Elegia à Vida

Sonia Von Brusky

Projeto ELEGIA À VIDA
Instalação e Fósseis Pós-Industriais
+ Relevos em Madeira

 


O NOVO HUMANISMO DA CULTURA URBANA

PIERRE RESTANY

Sonia von Brusky possui atrás de si um passado de 30 anos de pesquisas e de realizações que testemunha sua extrema sensibilidade para com os problemas maiores da arte contemporânea. É contudo em sua abordagem atual da apropriação objetiva que ela manifesta, da forma mais espetacularmente evidente, o profundo humanismo de sua indagação. Este humanismo essencial não é em última análise senão a reação espontânea de um ser consciente e responsável ante o sistematismo estrutural generalizado de uma modernidade que adota o perfil racional de uma “arte concreta”, como foi o caso no Brasil de pós-guerra. Desde fins dos anos 60 Mário Pedrosa, ourives na matéria, tinha pressentido o irresistível impulso existencial que iria marcar o uso e a manipulação das estruturas objetivas nos parangolés de um Hélio Oiticica ou nos bichos de uma Lígia Clark.

Sonia von Brusky faz parte desta família dos verdadeiros amorosos da vida para quem a arte assume a total dimensão de sua verdade: a de ser o vetor humanista da comunicação. Ela sofreu em cheio o impacto da colossal afirmação da cultura urbana que é o fenómeno capital do século que vai terminando. Desta cultura que vem da rua ela bem conhece a linguagem e a capacidade de auto-expressividade, o poder interativo. Esta linguagem da cidade é a da produção industrial nas usinas, da sucata nos terrenos baldios ou nos cemitérios de automóveis, das confusões e da poluição do trafego.

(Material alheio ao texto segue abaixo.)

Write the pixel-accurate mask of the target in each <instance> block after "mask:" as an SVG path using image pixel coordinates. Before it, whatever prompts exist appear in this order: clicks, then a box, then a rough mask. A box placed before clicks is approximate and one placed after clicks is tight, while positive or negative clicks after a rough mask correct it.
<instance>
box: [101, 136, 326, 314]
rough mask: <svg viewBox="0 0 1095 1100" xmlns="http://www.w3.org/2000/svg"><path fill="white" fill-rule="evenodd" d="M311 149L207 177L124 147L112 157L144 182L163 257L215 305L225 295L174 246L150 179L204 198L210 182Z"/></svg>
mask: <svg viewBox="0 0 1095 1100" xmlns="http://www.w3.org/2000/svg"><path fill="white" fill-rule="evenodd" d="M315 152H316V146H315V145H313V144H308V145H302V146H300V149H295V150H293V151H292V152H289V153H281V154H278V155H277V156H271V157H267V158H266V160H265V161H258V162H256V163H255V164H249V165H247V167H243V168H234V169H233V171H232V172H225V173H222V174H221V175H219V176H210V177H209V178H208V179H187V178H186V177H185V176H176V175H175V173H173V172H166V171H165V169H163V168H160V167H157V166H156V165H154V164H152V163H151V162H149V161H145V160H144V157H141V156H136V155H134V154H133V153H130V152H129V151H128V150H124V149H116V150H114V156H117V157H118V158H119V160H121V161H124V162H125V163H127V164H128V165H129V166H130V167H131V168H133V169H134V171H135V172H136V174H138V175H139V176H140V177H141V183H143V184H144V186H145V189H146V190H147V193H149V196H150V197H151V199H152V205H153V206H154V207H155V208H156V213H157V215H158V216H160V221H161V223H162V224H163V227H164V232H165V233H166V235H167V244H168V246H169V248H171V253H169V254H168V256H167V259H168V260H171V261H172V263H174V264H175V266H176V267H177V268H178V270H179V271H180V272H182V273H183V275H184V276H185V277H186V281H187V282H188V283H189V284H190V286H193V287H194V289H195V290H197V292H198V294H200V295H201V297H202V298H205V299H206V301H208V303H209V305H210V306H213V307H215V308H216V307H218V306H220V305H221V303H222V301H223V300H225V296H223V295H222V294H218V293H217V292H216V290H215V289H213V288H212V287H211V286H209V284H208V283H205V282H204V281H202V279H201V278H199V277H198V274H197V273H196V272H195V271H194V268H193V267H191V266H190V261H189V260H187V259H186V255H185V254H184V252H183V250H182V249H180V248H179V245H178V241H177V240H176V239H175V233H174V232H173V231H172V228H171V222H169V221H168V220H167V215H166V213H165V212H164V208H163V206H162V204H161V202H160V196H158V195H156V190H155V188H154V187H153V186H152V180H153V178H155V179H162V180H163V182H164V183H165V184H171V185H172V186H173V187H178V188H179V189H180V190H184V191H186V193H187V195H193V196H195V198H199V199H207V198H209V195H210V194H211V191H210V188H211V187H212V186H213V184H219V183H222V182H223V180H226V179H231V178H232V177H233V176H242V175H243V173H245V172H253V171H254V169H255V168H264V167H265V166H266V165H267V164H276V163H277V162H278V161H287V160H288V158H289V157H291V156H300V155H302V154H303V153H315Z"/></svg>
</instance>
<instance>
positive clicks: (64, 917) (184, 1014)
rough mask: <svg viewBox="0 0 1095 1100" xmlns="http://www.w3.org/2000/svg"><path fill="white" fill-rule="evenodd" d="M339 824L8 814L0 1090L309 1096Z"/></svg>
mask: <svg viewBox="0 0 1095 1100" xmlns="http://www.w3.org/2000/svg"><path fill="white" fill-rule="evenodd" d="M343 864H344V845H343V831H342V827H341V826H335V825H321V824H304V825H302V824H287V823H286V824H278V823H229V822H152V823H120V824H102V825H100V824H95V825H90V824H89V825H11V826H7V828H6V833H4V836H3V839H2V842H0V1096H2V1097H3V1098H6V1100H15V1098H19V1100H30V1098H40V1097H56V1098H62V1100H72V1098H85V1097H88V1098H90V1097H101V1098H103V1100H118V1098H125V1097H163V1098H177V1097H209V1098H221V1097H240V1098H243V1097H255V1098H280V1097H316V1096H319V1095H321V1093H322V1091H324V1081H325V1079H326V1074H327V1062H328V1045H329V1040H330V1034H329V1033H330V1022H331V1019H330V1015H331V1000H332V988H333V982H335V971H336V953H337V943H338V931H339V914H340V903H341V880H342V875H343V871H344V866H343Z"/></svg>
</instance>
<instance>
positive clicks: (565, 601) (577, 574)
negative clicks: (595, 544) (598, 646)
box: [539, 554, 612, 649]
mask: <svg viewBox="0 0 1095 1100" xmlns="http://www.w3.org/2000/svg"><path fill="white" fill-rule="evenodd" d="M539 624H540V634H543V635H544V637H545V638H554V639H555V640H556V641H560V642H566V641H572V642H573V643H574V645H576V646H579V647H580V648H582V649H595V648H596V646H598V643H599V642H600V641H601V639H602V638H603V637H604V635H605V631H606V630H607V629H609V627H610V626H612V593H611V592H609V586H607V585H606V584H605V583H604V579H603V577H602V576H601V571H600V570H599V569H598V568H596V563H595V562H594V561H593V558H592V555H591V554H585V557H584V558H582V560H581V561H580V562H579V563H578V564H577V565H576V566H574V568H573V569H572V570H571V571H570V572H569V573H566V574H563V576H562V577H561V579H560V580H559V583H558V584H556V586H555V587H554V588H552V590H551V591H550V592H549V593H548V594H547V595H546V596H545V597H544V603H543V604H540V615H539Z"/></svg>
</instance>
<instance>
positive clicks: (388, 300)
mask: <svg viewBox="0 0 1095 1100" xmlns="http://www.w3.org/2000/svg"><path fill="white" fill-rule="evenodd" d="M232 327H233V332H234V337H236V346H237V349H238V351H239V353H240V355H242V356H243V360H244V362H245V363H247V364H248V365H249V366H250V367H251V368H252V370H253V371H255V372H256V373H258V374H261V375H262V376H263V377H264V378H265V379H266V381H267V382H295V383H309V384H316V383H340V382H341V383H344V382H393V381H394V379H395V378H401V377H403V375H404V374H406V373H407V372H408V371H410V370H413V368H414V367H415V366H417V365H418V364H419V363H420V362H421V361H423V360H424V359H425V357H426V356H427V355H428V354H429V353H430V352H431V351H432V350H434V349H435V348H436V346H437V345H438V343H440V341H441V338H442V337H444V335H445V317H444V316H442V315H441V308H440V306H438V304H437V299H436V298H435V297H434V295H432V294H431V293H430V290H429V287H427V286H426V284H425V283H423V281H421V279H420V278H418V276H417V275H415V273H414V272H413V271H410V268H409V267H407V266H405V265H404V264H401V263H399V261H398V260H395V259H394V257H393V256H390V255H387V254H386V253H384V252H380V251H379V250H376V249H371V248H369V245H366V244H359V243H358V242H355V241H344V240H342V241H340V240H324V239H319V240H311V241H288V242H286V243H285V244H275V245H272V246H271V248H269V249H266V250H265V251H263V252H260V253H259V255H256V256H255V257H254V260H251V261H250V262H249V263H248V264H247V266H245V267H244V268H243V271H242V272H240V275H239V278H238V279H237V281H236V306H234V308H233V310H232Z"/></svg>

É a força de trabalho que emana deste material visual bruto, da imagem que ele nos dá de si, que Sonia pretende exaltar através de seus diversos de apropriação objetiva. Outros artistas vão procurar essa força de trabalho da imagem através de outros tipos de apropriação: os cartazes lacerados ou os graffiti anônimos nos muros, as fotos da multidão, o mundo da publicidade e das mídias, das tecnologias de informação telemática, do vídeo e do computador na Internet, passando pelas realidades virtuais.

Vivemos hoje sob o duplo signo da globalização, econômica e cultural. Quem diz cultura global diz cultura urbana: são todos esses elementos da natureza moderna, urbana, industrial e mediática que se globalizam em escala planetária. Toda a minha teoria do nouveau réalisme está baseada na tomada de consciência da autoexpressividade globalizante desta linguagem da cidade. Nada pode corrresponder mais diretamente às opções determinantes de minha sensibilidade do que o projeto Elegia à Vida que Sonia desenvolve desde 1997: instalações seriais de canos de escapamento de automóveis são apresentadas ao público, que as pode manipular livremente e modificar sua disposição. O usuário tem assim a possibilidade física imediata de dar livre curso a seu instinto criador. Transferidas ao computador tais estruturas tornam-se imagens virtuais e gravuras eletrônicas. Tanto real quanto virtual, a força de trabalho dessas imagens não é anódina: os canos de escapamento de carros são símbolos ativos da poluição atmosférica em todas as nossas cidades. A mensagem que veiculam é clara, é um sinal de alerta planetário: esses agentes diretos de nocividade nos conscientizam quanto à preservação universal do meio-ambiente, através do expediente de uma manipulação lúdica.

Próximos em espírito os fósseis pósindustriais que hoje Sonia nos apresenta são fruto de uma estratégia similar de apropriação objetiva: elementos metálicos tubulares parcialmente incrustados em placas de poliéster. Os fragmentos de canos são apanhados por assim dizer a esmo e, obsoletos, são fossilizados de uma vez por todas na memória de sua perniciosidade passada.

À modernidade sucedeu a condição pós-moderna que doravante vivemos através da globalização da cultura urbana. Tal globalização levou ao paroxismo a força de trabalho das imagens que compõem a linguagem da cidade e lhe reserva um novo destino no duplo mundo real/virtual da comunicação planetária. Fortificada por sua experiência brasileira, Sonia von Brusky tudo compreendeu, e disso nos dá provas. Estou feliz por compartilhar com ela esse feliz momento de sincronismo na leitura de nosso presente.